Keyword-Guided Adaptation of Automatic Speech Recognition
Aviv Shamsian, Aviv Navon, Neta Glazer, Gill Hetz, Joseph Keshet
TL;DR
This work tackles the challenge of recognizing domain-specific jargon and handling noisy environments in automatic speech recognition by introducing keyword-guided adaptation of Whisper. It leverages an open vocabulary keyword spotting (KWS) module to detect domain keywords and generate prompts that bias the Whisper decoder toward those terms, explored through two variants: KG-Whisper which fine-tunes the decoder, and KG-Whisper-PT which learns a prompt prefix while keeping all Whisper parameters frozen. A training strategy simulates KWS predictions by sampling positive and negative keywords and inserting them into the decoding context, with the KWS itself kept frozen. Across multilingual and out-of-domain datasets, the proposed methods consistently outperform Whisper baselines, achieving notable improvements in $WER$ and keyword $F1$, including an average $WER$ improvement of about 5.1% on unseen languages. The results demonstrate robust, scalable domain adaptation for ASR and pave the way for applying keyword-guided decoding to other encoder-decoder speech models.
Abstract
Automatic Speech Recognition (ASR) technology has made significant progress in recent years, providing accurate transcription across various domains.

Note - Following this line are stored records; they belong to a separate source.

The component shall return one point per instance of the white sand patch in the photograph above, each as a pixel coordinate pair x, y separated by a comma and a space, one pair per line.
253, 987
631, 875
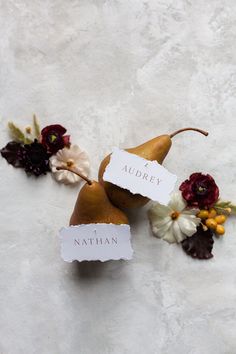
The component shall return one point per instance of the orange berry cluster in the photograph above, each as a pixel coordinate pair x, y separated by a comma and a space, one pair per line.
212, 220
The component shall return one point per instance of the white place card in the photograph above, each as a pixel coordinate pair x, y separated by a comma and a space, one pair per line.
94, 242
140, 176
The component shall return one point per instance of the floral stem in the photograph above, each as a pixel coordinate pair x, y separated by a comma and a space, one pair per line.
185, 129
77, 173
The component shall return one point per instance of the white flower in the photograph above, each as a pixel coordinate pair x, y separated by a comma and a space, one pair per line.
175, 222
72, 157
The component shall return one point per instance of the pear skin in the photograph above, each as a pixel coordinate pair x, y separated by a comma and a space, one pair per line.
154, 150
93, 206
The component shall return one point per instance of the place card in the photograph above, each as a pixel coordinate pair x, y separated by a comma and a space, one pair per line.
94, 242
140, 176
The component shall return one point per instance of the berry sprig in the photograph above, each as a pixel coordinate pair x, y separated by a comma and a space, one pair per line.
213, 220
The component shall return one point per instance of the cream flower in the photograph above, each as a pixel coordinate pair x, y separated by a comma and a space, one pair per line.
72, 157
175, 222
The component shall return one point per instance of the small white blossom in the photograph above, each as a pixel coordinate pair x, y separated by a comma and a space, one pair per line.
72, 157
175, 222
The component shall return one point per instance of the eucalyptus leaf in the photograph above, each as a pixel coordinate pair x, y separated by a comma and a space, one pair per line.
16, 133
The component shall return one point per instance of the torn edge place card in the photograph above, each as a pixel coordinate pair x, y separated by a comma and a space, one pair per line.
140, 176
92, 242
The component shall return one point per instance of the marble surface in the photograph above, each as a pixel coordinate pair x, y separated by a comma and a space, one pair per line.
116, 73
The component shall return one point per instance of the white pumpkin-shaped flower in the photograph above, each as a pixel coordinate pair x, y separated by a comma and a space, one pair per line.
73, 158
175, 222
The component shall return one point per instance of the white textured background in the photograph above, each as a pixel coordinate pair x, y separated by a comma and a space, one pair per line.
118, 73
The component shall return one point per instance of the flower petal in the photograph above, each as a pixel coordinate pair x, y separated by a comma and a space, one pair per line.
159, 210
177, 203
188, 226
178, 234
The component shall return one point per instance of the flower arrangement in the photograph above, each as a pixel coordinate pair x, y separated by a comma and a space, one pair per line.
40, 151
193, 216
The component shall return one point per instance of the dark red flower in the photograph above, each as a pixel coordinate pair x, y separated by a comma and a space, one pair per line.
53, 138
35, 159
200, 244
200, 190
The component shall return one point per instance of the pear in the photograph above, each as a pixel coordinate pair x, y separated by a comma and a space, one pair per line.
154, 150
93, 206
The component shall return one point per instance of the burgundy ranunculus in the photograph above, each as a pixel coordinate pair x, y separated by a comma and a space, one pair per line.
35, 159
200, 190
53, 138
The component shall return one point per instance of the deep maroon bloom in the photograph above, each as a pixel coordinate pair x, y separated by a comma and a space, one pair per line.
53, 138
200, 191
12, 153
35, 158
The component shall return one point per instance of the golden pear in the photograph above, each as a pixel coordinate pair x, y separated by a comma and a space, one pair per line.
93, 206
154, 150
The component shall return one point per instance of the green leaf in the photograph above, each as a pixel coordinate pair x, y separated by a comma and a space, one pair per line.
16, 133
222, 205
36, 127
28, 141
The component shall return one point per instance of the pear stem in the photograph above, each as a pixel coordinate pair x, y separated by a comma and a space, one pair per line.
75, 172
185, 129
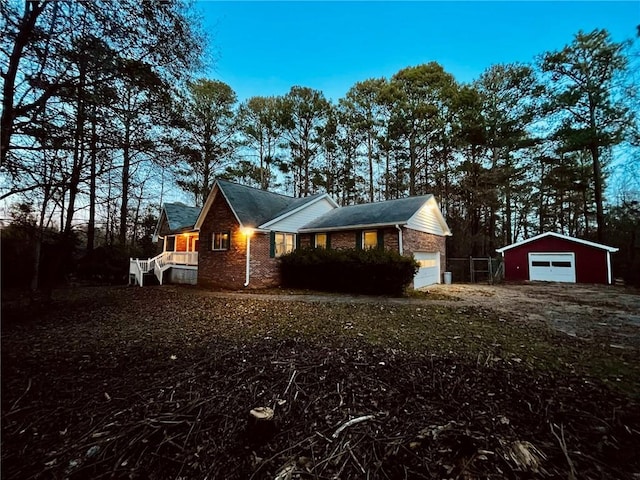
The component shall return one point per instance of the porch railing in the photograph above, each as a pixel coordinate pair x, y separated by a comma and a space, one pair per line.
158, 264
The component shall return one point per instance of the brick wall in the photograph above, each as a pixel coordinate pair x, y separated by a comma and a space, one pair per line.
264, 270
227, 268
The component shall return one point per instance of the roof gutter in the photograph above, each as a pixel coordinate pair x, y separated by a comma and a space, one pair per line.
248, 266
399, 238
349, 227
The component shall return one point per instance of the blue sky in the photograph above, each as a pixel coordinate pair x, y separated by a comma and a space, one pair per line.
265, 48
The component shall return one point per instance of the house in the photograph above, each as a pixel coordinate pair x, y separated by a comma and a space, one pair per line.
179, 241
554, 257
241, 231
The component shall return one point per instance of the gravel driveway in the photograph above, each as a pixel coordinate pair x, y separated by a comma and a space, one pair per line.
605, 314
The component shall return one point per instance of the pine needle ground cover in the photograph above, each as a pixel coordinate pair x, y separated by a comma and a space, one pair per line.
159, 382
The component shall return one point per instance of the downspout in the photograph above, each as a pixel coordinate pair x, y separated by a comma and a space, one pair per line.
400, 250
246, 282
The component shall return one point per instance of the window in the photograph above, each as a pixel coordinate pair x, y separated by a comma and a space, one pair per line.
284, 243
539, 264
321, 240
561, 264
427, 263
369, 239
171, 244
220, 241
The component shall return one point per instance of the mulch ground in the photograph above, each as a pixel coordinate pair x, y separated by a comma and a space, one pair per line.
158, 383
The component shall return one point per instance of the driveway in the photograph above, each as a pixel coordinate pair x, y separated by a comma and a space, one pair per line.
601, 313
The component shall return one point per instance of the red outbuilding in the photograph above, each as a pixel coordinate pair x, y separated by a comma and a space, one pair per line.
553, 257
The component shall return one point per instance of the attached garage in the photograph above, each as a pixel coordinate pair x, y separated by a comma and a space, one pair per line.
429, 272
551, 257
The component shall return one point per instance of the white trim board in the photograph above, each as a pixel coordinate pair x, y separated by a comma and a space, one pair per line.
557, 235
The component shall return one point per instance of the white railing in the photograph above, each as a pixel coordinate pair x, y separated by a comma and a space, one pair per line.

However, some challenges remain, especially in noisy environments and specialized jargon. In this paper, we propose a novel approach for improved jargon word recognition by contextual biasing Whisper-based models. We employ a keyword spotting model that leverages the Whisper encoder representation to dynamically generate prompts for guiding the decoder during the transcription process. We introduce two approaches to effectively steer the decoder towards these prompts: KG-Whisper, which is aimed at fine-tuning the Whisper decoder, and KG-Whisper-PT, which learns a prompt prefix. Our results show a significant improvement in the recognition accuracy of specified keywords and in reducing the overall word error rates. Specifically, in unseen language generalization, we demonstrate an average WER improvement of 5.1% over Whisper.